Стоя в полутьме камеры спиной к решетке, Лев Васильевич прослушал радиодиалог:
- Третий, на Бармалеева, 14, во дворе подростки жгут костер... крых-х-х... пик!
- Вас понял, высылаю к ним доктора Айболита... крых-х-х... пик!
“Маразм! Абсурд! Гоголевщина! - твердил Лев Васильевич, уставившись в грязный пол. - Молокососы! Зарвавшиеся хамы!” - все больше нервничал Лев Васильевич, искоса наблюдая как “каратели”, расположившись на табуретках, дружно закуривали.
Рация в руках чернявого затихла, и он поднес ее к губам:
- Пятый вызывает Центр, прием... крых-пик!

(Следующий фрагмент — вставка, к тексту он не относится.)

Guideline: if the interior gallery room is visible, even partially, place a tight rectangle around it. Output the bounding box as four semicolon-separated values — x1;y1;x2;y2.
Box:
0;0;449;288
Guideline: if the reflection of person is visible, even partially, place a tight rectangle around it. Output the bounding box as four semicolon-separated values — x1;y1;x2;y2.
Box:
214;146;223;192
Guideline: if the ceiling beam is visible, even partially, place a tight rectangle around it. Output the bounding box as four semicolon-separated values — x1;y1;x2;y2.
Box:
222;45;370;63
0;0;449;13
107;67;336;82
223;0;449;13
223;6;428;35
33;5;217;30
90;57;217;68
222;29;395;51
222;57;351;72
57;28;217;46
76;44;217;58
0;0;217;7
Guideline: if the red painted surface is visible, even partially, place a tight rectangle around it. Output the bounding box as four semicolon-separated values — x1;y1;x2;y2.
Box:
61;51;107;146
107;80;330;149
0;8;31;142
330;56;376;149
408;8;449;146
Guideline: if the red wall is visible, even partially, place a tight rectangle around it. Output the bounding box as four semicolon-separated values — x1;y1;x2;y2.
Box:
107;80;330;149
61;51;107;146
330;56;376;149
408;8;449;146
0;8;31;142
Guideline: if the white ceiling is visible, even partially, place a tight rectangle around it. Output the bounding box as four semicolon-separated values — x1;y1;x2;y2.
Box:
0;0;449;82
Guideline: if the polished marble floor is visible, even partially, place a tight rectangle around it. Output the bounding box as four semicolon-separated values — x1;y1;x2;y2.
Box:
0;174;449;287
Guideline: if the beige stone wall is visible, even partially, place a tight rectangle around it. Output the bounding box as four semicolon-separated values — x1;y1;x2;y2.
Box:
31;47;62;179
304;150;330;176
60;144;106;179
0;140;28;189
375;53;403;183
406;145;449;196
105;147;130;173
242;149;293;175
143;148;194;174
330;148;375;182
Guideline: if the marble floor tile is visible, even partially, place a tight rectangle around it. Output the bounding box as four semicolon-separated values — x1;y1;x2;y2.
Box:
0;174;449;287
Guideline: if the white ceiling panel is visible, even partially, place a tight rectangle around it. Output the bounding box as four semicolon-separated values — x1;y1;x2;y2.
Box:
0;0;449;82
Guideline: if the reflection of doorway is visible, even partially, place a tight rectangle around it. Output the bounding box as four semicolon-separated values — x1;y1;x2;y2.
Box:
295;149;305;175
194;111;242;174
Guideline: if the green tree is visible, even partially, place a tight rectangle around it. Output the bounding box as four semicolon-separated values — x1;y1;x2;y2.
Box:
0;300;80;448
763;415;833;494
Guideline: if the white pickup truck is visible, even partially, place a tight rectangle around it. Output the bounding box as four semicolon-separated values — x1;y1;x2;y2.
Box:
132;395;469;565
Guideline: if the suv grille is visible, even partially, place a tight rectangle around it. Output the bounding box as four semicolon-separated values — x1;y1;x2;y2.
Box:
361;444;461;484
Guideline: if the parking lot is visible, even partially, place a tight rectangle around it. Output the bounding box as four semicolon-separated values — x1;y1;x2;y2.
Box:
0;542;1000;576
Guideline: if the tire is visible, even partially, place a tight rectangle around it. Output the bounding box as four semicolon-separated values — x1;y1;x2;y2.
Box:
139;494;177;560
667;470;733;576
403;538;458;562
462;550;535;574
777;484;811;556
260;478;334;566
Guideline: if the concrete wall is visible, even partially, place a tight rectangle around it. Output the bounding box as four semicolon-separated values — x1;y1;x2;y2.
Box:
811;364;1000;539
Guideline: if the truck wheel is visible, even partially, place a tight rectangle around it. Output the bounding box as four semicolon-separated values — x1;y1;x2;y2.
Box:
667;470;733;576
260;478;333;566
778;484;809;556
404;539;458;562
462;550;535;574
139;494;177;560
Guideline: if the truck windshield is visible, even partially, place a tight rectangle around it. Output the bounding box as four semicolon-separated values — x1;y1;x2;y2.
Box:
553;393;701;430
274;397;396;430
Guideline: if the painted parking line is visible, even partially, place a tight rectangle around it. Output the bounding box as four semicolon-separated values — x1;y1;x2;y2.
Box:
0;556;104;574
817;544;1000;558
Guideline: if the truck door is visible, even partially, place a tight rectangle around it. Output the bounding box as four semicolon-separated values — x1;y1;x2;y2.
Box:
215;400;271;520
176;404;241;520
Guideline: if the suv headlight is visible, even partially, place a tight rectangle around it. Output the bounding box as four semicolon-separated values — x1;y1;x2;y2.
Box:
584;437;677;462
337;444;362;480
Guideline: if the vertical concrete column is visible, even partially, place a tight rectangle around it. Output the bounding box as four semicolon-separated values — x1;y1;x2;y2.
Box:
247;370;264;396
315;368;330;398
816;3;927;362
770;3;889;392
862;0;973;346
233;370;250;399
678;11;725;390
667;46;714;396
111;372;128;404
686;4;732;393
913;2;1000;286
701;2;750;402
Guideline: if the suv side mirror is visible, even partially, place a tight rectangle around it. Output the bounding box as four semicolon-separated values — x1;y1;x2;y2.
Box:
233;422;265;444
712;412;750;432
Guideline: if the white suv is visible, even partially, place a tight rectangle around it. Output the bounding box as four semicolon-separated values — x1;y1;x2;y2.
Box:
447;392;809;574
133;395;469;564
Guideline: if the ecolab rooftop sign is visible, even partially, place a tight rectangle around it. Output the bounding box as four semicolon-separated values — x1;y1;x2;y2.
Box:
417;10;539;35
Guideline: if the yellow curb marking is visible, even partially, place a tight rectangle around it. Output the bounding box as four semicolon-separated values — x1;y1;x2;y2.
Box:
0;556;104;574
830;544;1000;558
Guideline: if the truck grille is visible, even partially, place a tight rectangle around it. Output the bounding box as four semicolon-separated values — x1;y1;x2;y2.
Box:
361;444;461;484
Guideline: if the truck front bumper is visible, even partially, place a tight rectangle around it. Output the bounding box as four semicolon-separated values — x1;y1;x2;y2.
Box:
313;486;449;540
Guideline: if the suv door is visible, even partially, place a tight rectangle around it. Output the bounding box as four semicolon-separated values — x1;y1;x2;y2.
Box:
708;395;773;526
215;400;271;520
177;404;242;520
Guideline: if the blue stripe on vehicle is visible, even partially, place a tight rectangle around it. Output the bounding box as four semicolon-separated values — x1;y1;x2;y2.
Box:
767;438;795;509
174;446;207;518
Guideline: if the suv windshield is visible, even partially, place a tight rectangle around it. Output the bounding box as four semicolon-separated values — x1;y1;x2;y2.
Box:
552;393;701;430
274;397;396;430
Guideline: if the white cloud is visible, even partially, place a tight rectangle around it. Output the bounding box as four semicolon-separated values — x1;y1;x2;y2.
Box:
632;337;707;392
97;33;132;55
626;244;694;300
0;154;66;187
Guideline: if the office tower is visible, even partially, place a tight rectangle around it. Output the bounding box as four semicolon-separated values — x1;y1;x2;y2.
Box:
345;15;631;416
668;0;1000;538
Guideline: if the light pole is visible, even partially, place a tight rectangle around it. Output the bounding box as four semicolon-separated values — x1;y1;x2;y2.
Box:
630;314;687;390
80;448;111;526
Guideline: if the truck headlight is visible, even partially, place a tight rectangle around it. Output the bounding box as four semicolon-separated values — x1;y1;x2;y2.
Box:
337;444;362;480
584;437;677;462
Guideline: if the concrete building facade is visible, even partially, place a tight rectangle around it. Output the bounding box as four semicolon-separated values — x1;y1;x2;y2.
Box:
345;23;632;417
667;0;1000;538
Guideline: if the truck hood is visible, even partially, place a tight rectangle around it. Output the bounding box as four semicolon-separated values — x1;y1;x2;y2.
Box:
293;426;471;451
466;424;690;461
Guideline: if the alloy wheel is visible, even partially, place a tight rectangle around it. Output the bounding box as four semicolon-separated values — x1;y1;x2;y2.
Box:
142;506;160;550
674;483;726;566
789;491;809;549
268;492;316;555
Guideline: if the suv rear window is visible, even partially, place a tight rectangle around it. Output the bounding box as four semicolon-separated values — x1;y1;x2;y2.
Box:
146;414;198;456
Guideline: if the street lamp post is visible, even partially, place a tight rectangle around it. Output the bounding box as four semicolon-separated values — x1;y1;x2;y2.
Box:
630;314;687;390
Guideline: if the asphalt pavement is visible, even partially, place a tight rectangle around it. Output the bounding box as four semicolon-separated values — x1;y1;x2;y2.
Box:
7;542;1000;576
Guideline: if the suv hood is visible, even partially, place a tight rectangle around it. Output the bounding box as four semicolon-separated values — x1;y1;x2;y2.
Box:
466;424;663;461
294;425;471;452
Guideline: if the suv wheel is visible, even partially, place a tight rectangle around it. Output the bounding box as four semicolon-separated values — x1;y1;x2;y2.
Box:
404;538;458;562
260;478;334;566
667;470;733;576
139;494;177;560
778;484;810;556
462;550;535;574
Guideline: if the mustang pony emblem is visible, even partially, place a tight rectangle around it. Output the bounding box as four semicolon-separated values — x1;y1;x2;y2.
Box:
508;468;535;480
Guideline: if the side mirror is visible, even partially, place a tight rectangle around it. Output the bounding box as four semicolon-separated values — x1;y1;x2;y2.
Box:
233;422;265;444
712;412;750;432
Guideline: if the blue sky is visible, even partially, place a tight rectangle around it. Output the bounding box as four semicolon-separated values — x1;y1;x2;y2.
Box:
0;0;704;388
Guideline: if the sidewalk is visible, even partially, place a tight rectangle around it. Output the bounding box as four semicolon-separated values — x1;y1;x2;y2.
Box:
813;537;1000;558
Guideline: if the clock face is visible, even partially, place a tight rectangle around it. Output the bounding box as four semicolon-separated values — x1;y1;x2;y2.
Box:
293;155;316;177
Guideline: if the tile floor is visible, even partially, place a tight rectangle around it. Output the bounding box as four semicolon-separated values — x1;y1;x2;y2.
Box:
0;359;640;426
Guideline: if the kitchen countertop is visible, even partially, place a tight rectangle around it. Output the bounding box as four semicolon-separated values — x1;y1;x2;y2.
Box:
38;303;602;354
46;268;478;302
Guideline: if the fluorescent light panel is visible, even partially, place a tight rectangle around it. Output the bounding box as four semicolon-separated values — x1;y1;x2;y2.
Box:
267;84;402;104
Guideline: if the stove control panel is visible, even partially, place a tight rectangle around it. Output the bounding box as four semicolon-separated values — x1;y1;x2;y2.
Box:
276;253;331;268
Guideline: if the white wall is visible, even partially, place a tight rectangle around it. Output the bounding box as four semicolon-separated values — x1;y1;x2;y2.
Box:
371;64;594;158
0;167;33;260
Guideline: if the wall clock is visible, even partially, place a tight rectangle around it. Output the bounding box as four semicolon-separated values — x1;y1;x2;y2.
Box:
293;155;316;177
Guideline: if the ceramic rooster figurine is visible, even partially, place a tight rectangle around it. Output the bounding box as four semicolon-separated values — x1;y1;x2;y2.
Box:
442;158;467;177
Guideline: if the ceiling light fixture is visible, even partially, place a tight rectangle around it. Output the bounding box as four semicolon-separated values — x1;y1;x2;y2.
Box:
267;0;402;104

- Что у вас там, Пятый?... крых-пик!
- Мелкое. Пришлите патрульную... крых-пик!
- Ждите... крых...
Усилием воли Лев Васильевич заставил себя сесть на узенькую скамеечку, единственный предмет интерьера на его половине, и успокоиться. “Буду читать!” - решил он и достал из сумки книгу.
- Фамилия ваша, гражданин? - послышался вскоре ненавистный голос из канцелярии.
Лев Васильевич, не отрываясь от текста, сухо отвечал на анкетные вопросы, всем своим видом давая понять, что он с головой погружен в литературные перипетии, а происходящее наяву его ничуть не заботит. Более того, чтобы подчеркнуть интеллектуальную дистанцию между собой и корпящим над бланками “держимордой”, он высоко поднял раскрытую книгу в зловеще черном переплете, выставляя напоказ ее заглавие: Артур Шопенгауэр “Свобода воли и нравственности”.
Но парень в новеньком, идеально подогнанном по фигуре, форменном комбинезоне вовсе не замечал интеллектуального бунта, исходящего из-за решетки. Он в угрюмом глубокомыслии составлял сопроводительную записку.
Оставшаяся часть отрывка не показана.